Материальный ущерб, нанесенный полицией Новикову и его комиссионерам, значительно превышал стоимость конфискованных по указу Екатерины II книг. Несколько месяцев московские типографии и книжные лавки практически не приносили никаких доходов своим владельцам, обязанным, невзирая на это, своевременно расплачиваться с кредиторами. Хаос и запустение царили в типографиях, книжная торговля пришла в упадок. «Вчерась, — сообщал приятелю о печальном положении дел у Новикова один из его активнейших сотрудников — М. И. Веревкин, — получил я письмо от бывшего у меня писца, что ныне корректором в Университетской типографии. Пишет он ко мне от имени командира своего г-на Новикова, между прочим, вот что… По именному указу всякие такие книги, где только есть слово „бог“, конфискуются, следовательно, и магазины с книгами в таковой сумятице, что никто не знает, где какую книгу сыскать. Почему и просит меня г-н Новиков дать ему время в рассчете со мною и в деньгах и в книгах, мне получить от него следующих»[186].
Как видно из слов Веревкина, московские цензоры отнеслись к своим обязанностям формально, занося в разряд «сумнительных» чуть ли не все светские издания сочинений духовного характера, попадавшие им в руки. Знакомство со списком изъятых полицией книг, посланным Еропкиным 28 октября 1787 г. в Синод, явно разочаровало императрицу. Ставленники Платона либо не поняли, либо не захотели понять смысла ее распоряжений. Вместо того, чтобы организовать поиски запретных мистических сочинений и изданий тайной масонской типографии, они истратили массу времени и сил на конфискацию вполне невинных азбук и словарей, творений отцов церкви и сборников духовных стихов Ломоносова и Сумарокова.
Петербургские цензоры — архимандрит Юрьева монастыря Афанасий и ректор Александроневской семинарии Иннокентий — проявили еще более странную нерасторопность. «Тщательно» обыскав с полицейскими приставами книжные лавки давних новиковских комиссионеров К. В. Миллера, С. Бунина, М. Овчинникова и И. Глазунова, они обнаружили у них только одну (!) действительно мистическую книгу — трактат Д. Мейсона «Познание самого себя» (М., 1783)[187].

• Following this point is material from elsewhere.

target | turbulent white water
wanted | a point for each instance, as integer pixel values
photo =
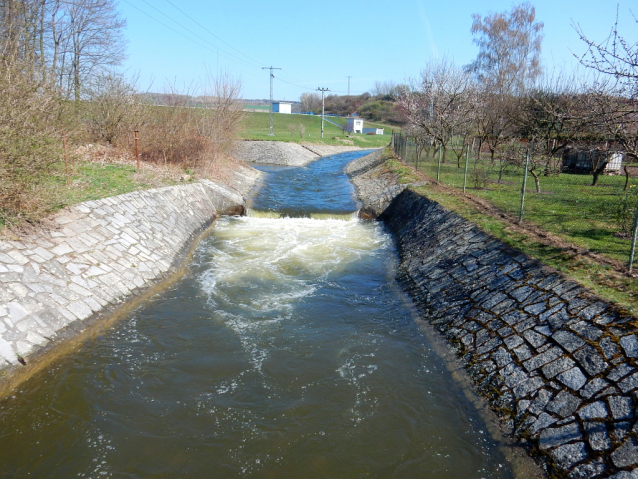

Вести с мест тоже не радовали Екатерину II. Провинциальным цензорам не удалось обнаружить ни одной запретной книги ни на Брянщине, ни в Олонецкой губернии. Столь же безрезультатными оказались поиски масонских сочинений в Вологде и Перми, Туле и Твери, Смоленске и Тамбове, хотя именно здесь новиковские издания получили наиболее широкое распространение.
Полную беспомощность и некомпетентность екатерининской цензуры продемонстрировали обыски в книжных лавках Поволжья. Среди десятков книг, конфискованных у костромских, ярославских, ростовских и нижегородских купцов, только одна — «Образ жития Енохова» (1784) — впоследствии была запрещена Синодом[188].
185
ЦГАМ, ф. 16, оп. 1, д. 357, л. 12 об. С 3 августа по 8 октября 1787 г. в Москве были запечатаны полицией все типографии и 27 книжных лавок (там же, л. 9, 15–18, 22–23).
187
Ленинградский государственный исторический архив (далее: ЛГИА). ф. 19, оп. 1, д. 13627, л. 7–9, 17–21.